Q. That’s a lot of headaches. What do you like best about your business?
A. I like that I can see my customers leave happy. We provide a very good product and it’s my passion. I love racing cars and seeing other people enjoy that. As a small-business owner, I also like the autonomy of setting my own hours so I can participate in the other organizations I’m on. I would not have had that ability if I weren’t a small-business owner. I can go to my daughter’s classes, or on my sons’ Boy Scout camping trip – I have that flexibility and there’s a lot of different things you can focus on and that’s enjoyable. Because the entrepreneurial side of me is there, which I think a lot of Mainers have, we want to be independent and not have a lot of people telling us what to do. That’s a great part of Maine and the other small businesses I work with; they all want to succeed although there are a lot of things pushing down on them.
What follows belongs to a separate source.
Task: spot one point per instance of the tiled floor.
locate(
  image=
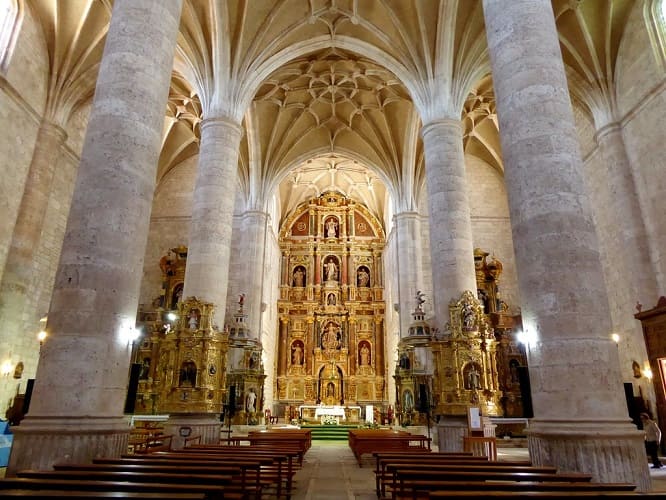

Q. Do you get out on the track a lot?
A. I did when we first opened. I thought I’d be racing go-karts every day, but you realize there are other things that take your time. An employee just set a Guinness world record – Ryan Dyer, for the most miles on an indoor go-kart track in a 24-hour period – he went 323 miles and change. We’re still waiting for Guinness to confirm the record. He raised a lot of money for Alzheimer’s research. We help a lot of nonprofits with fundraising events.